Aktualisiert 18.03.2020 09:02

Lange Trainingspause

Die Super League hält sich im «Homeoffice» fit

Lockdown gilt auch für die Super-League-Clubs. Die Profis machen «Homeoffice» und müssen sich privat fit halten.

von
E. Tedesco

Die Trainingspause im Schweizer Fussball bleibt aufgrund der Corona-Krise noch für einige Wochen aufrecht. Nachdem der Bundesrat am Montag die Situation in der Schweiz als «ausserordentliche Lage» gemäss Epidemiegesetz einstufte, wurden die letzten Teams am Dienstag informiert, dass der Trainingsbetrieb bis mindestens 19. April eingestellt werden muss. Ab sofort machen auch Fussball-Profis Homeoffice. Oder vielmehr Home-Gym?

Um das Fitness-Level zu halten, müssen die Spieler Hausaufgaben abarbeiten. «Jeder erhielt, wie sonst in den Ferien üblich, einen Trainingsplan mit klaren Vorgaben», sagt YB-Medienchef Albert Staudenmann. Alle Konditionstrainer der Super-League-Vereine haben Hausaufgaben fürs «Homegym» verteilt. Die Spieler müssen im privaten Umfeld Kraft- und Ausdauereinheiten absolvieren – entweder auf einem Hometrainer oder mit einem Lauf in der Natur .

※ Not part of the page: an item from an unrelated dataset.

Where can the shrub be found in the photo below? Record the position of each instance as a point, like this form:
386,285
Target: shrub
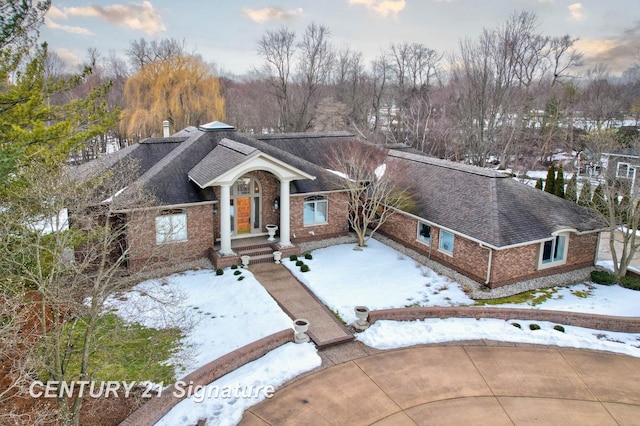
603,277
632,283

«Die Fahrradergometer stellen wir zur Verfügung und bringen sie den Spielern - wenn sie keinen haben - nach Hause», heisst es beim FC Sion. «Punktuell haben unsere Spieler bei YB auch Geräte für spezielle Bedürfnisse mit nach Hause genommen», so Staudenmann. Für die Erfassung der Fitnessdaten gibt es via GPS, Laufuhren etc. unterschiedliche Möglichkeiten zur regelmässigen Kontrolle aus der Distanz für die Konditionstrainer. Für verletzte Spieler, die eine spezielle Betreuung benötigen sucht man mit der medizinischen Abteilung Lösungen. Zum Beispiel wird YB-Profi Sandro Lauper, der letzte Woche am Kreuzband operiert wurde, bei sich zu Hause von einem Physiotherapeuten individuell betreut.

Ferien beim Leader bis April

Die Spieler werden in der «trainigsfreien» Zeit eng begleitet – eine Betreuung hinsichtlich Informationen oder Hilfen im Alltag ist durch das Trainer- und Betreuerteam sichergestellt, heisst es beim FC Basel. «Insbesondere ausländische Spieler, die unserer Sprache noch nicht mächtig sind, werden solidarisch unterstützt. Die Mannschaft bekommt vom Trainerstaff einen auf jeden Spieler angepassten Trainings- und Ernährungsplan, damit die Fitness und die Kondition bestmöglich erhalten werden können.»

Beim Leader aus der Ostschweiz wurde der Betrieb komplett eingestellt. «Die Mannschaft und der Trainerstab haben bis zum 6. April Ferien. Selbstverständlich werden sich die Spieler individuell um ihren Formstand kümmern», teilt der FC St. Gallen mit. Die Vorgaben und Anweisungen der Behörden hätten höchste Priorität und werden von den Clubs solidarisch umgesetzt. Die Spieler erhielten, bevor sie ins Homeoffice entlassen wurden, auch Verhaltensinstruktionen.

Warten auf Planungssicherheit

«Bei YB müssen die Spieler in der Schweiz bleiben und dürfen nicht reisen», so Staudenmann, «Ausnahmen wie etwa bei familiären Notfällen müssen mit dem Club abgesprochen werden.» Gerade die Spieler der ersten Mannschaft seien sich ihrer Verantwortung und Vorbildfunktion bewusst – selbstverständlich seien sie auch deshalb angehalten, vornehmlich zu Hause zu bleiben, soziale Kontakte auf ein Minimum zu reduzieren und dabei angemessene Distanz zu wahren, so die Anweisung des FCB für Frei, Stocker und Co.

«Der FC St. Gallen gibt die Hoffnung nicht auf, dass die in sportlicher und wirtschaftlicher Hinsicht so erfolgreiche Saison doch noch fortgesetzt werden kann. Was immer auch kommt, wir werden bereit sein», schreibt der Club auf seiner Website. Die Geschäftsstellen werden geschlossen und Kurzarbeit beantragt. «Sobald wir Planungssicherheit seitens der Behörden und der Swiss Football League erhalten und wissen, wann der Fussballbetrieb wieder ordentlich fortgeführt wird, werden wir zeitgerecht sicherstellen, in allen Belangen bereit zu sein», sagt Thun-Präsident Markus Lüthi.

Die SFL hat entschieden, den Meisterschaftsbetrieb in der Super - und Challenge League bis zum 30. April auszusetzen.